Roberto Reyes Herrera, outro dos apoiadores do governo citados pelo Granma, manifestou sua gratidão pelas "oportunidades que a revolução lhe deu e que poucos não querem reconhecer".

Yaima Pérez, da cidade de Bayamo, acrescentou: "Não estou sozinha cuidando do meu trabalho, estou cuidando do futuro dos meus filhos, da sua tranquilidade e da sua felicidade porque quero que continuem vivendo e crescendo em um país soberano."

Por sua vez, um estudante identificado como Yurisdán Paneque, da cidade de Camagüey, afirmou: "Hoje vim aqui (ao protesto pró-governo) como um jovem que está conseguindo um diploma universitário gratuitamente, bem como para defender todas as conquistas da revolução por mais de 60 anos de lutas pelo nosso direito à paz e à determinação de nosso próprio destino socialista", disse Paneque, segundo o portal da Agência Cubana de Notícias.

Segundo o jornal oficial Juventud Rebelde, também ocorreram manifestações em locais como Cienfuegos, Caibarién, Guantánamo e Artemisa.

Além dos atos pró-governo, dezenas de usuários se manifestaram nas redes sociais contra o embargo e as sanções econômicas impostas pelos Estados Unidos contra Cuba, processo conhecido como "bloqueio".

O governo cubano atribui a atual situação econômica ao embargo norte-americano.

Numerosos usuários do Facebook e Twitter compartilharam a hashtag #EliminaElBloqueo e muitos outros colocaram um filtro em sua foto de perfil que diz "Matanzas não está sozinha", aludindo à difícil situação que enfrenta a província cubana em face da pandemia covid-19 – o governo prometeu a resolver a situação.

ONU pede libertação imediata de manifestantes em Cuba

A Alta Comissária das Nações Unidas para os Direitos Humanos, Michelle Bachelet, lançou um apelo nesta sexta-feira (16) para que o governo de Cuba liberte de forma imediata "todos aqueles que foram detidos por exercerem os seus direitos à liberdade de reunião pacífica, ou à liberdade de opinião e expressão".

"Estou muito preocupada com o suposto uso excessivo de força contra manifestantes em Cuba e com a detenção de um grande número de pessoas, incluindo vários jornalistas", disse Bachelet. "

"É particularmente preocupante que estes incluam indivíduos mantidos incomunicáveis e pessoas cujo paradeiro é desconhecido.
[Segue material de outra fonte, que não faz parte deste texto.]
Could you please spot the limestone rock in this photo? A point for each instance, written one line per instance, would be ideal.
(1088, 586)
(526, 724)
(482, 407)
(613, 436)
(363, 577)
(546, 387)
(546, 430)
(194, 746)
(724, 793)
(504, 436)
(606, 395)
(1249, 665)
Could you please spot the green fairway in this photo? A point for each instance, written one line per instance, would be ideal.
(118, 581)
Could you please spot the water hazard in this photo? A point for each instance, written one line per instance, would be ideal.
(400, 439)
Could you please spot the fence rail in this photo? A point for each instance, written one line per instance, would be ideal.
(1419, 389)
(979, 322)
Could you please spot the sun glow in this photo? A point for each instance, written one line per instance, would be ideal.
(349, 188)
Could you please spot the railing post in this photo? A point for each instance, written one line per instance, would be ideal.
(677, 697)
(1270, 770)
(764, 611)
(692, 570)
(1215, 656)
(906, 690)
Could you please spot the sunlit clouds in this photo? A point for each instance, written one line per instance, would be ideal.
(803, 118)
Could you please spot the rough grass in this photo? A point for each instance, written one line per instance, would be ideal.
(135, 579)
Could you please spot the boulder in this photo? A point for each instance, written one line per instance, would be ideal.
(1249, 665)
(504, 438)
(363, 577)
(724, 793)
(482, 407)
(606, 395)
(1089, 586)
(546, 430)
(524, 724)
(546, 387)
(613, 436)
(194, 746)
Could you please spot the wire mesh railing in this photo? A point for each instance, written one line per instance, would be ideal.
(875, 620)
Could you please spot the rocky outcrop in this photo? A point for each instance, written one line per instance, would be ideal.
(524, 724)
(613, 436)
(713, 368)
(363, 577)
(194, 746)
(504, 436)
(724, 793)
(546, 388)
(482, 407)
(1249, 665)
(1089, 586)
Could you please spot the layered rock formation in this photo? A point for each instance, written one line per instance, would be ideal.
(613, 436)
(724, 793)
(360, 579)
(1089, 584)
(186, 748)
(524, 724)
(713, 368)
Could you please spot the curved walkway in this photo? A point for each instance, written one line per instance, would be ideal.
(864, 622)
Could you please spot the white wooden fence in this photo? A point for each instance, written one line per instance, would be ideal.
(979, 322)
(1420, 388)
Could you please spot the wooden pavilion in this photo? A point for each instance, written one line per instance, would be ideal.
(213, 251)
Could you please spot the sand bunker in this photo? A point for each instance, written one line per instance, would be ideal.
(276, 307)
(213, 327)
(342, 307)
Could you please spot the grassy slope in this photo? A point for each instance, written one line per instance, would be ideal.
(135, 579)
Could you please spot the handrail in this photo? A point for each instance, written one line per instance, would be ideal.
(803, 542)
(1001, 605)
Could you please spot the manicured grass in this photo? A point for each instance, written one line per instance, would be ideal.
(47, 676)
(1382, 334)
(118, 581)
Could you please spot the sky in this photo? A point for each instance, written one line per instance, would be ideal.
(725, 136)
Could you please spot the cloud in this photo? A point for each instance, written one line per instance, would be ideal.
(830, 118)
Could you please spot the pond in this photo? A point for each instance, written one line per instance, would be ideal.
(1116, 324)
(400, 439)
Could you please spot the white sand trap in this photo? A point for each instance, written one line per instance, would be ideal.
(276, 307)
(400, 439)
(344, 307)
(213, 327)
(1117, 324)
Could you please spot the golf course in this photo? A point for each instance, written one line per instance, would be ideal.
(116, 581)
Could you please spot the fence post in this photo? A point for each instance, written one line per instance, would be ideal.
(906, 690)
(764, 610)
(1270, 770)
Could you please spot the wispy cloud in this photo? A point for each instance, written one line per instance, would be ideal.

Todas as pessoas detidas por exercerem os seus direitos devem ser prontamente libertadas", declarou.

Bachelet ainda lamentou a morte de um manifestante no contexto de protestos em Havana e pediu que haja uma investigação "independente, transparente e eficaz, e que os responsáveis sejam responsabilizados".

De acordo com a ONU, os protestos em Cuba têm lugar no contexto de uma situação econômica difícil. "Os manifestantes exigiram o fim de medidas econômicas que restringiram o acesso das pessoas a bens básicos, incluindo alimentos, medicamentos e vacinas contra a covid-19", explicou.

"Peço ao governo que aborde as queixas dos manifestantes através do diálogo, e que respeite e proteja plenamente os direitos de todos os indivíduos à reunião pacífica e à liberdade de opinião e expressão", disse Bachelet.

Ela também apelou à restauração total do acesso à Internet e aos meios de comunicação social.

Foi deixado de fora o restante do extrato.